Open joejztang opened 2 years ago
Hi @joejztang
By the errors you are describing it looks you are trying to use data parallel in local mode. Is this what you are trying to do?
@eitansela Hi, I don't mean to use data parallel in local. I am trying to run this locally https://github.com/aws-samples/amazon-sagemaker-local-mode/tree/main/tensorflow_script_mode_local_training_and_serving. After solving the s3 issue, it's giving me the error [Errno 2] No such file or directory: '/opt/ml/input/config/resourceconfig.json'
Got it. What is the SageMaker SDK you have installed, and which operating system?
@eitansela sorry for the late reply.

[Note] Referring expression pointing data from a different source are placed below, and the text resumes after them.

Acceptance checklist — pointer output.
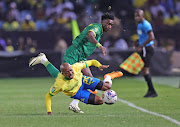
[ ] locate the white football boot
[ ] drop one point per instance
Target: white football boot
(37, 60)
(75, 109)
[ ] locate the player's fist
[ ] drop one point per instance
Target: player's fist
(103, 49)
(103, 67)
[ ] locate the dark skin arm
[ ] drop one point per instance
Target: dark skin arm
(150, 38)
(90, 36)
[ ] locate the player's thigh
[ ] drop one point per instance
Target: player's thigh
(71, 55)
(90, 82)
(82, 95)
(94, 99)
(87, 72)
(55, 89)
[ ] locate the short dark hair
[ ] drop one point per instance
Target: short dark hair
(107, 16)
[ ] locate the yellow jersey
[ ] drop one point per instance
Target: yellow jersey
(71, 86)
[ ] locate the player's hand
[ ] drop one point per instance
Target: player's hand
(138, 49)
(103, 49)
(103, 67)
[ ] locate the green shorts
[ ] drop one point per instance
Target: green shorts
(73, 55)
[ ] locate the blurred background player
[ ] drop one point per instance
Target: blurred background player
(145, 48)
(72, 82)
(85, 44)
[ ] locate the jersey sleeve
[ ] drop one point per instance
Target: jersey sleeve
(147, 27)
(80, 65)
(95, 29)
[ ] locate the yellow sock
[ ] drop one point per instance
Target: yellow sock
(48, 102)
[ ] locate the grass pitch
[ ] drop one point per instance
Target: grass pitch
(22, 104)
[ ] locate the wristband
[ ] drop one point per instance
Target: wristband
(98, 45)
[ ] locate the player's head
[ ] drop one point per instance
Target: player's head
(67, 70)
(139, 15)
(107, 20)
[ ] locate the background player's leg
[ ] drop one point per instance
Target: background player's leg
(151, 92)
(48, 103)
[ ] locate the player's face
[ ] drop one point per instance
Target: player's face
(68, 72)
(138, 17)
(107, 24)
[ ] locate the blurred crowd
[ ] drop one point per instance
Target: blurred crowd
(46, 15)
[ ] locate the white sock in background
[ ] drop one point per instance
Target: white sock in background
(44, 59)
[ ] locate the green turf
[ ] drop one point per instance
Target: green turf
(22, 105)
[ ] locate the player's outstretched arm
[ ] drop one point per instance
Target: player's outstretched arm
(96, 64)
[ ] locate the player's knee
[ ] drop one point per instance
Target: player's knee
(98, 101)
(106, 86)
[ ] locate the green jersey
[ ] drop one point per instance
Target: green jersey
(82, 43)
(81, 47)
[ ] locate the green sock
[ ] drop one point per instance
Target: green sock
(51, 69)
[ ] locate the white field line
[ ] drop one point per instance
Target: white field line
(153, 113)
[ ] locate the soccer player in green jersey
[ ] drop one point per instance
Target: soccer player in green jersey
(85, 44)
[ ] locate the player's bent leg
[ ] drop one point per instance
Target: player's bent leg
(87, 72)
(48, 104)
(75, 108)
(95, 100)
(106, 86)
(41, 58)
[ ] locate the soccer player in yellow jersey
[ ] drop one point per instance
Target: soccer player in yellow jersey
(72, 82)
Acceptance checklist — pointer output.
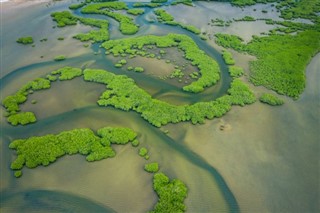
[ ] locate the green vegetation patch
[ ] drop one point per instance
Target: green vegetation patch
(228, 59)
(60, 58)
(171, 194)
(159, 1)
(77, 6)
(12, 102)
(151, 167)
(208, 67)
(163, 16)
(281, 59)
(271, 99)
(122, 93)
(185, 2)
(25, 40)
(246, 18)
(135, 12)
(44, 150)
(152, 5)
(235, 71)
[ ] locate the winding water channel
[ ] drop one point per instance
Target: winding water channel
(220, 172)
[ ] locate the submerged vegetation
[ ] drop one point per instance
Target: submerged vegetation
(135, 11)
(280, 65)
(235, 71)
(122, 93)
(281, 59)
(60, 58)
(171, 194)
(209, 69)
(44, 150)
(227, 56)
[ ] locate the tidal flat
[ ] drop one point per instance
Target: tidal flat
(255, 158)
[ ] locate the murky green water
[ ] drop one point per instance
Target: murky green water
(266, 161)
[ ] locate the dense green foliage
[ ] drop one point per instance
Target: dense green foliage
(43, 150)
(171, 194)
(138, 69)
(117, 135)
(122, 93)
(185, 2)
(235, 71)
(246, 18)
(208, 67)
(165, 17)
(12, 102)
(66, 18)
(135, 11)
(143, 152)
(25, 40)
(127, 25)
(159, 1)
(151, 167)
(228, 59)
(67, 73)
(60, 58)
(77, 6)
(281, 59)
(152, 5)
(271, 99)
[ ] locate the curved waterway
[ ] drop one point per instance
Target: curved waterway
(103, 186)
(246, 167)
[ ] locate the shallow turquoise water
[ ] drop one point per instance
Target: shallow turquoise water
(267, 162)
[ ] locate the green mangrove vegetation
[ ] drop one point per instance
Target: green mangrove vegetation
(171, 194)
(166, 18)
(151, 167)
(127, 26)
(235, 71)
(12, 102)
(135, 11)
(60, 58)
(281, 59)
(152, 5)
(25, 40)
(22, 118)
(77, 6)
(270, 99)
(122, 93)
(208, 67)
(227, 56)
(246, 18)
(159, 1)
(67, 73)
(143, 152)
(185, 2)
(44, 150)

I will share some info on below.
sagemaker sdk version 2.110.0. os: macos
addtional info:
conda create --name localmode python=3.9
. running python version 3.9.13.scikit_learn_script_mode_local_training_and_serving
as an example, in order to run it compliant to company's setting up, have to pass in sagemaker_session=LocalSession(boto_session=boto3.Session(region_name='us-west-2', profile_name='<awesomeprofile>'))
here at https://github.com/aws-samples/amazon-sagemaker-local-mode/blob/main/scikit_learn_script_mode_local_training_and_serving/scikit_learn_script_mode_local_training_and_serving.py#L66. personally don't think this would interrupt anything, but if it is, then this is something worth mentioning.thanks for the reply. please tag @joejztang if you find anything.
Hi @joejztang , do you run it on Intel or Arm based Mac?
@eitansela intel based.
Can you please attach the full logs?
Hey dear aws, I have ran a couple of models in this repo, but none of them are working so far. I am able to solve authenticate issues for s3, but when it turned to create container either to train or predict, they are always issues.
Personally I saw popular ones are
[Errno 2] No such file or directory: '/opt/ml/input/config/resourceconfig.json'
.A questions on my side: is there a way to bypass issues solve all other potential issues well locally? Any comments, solutions are welcome, thanks in advance!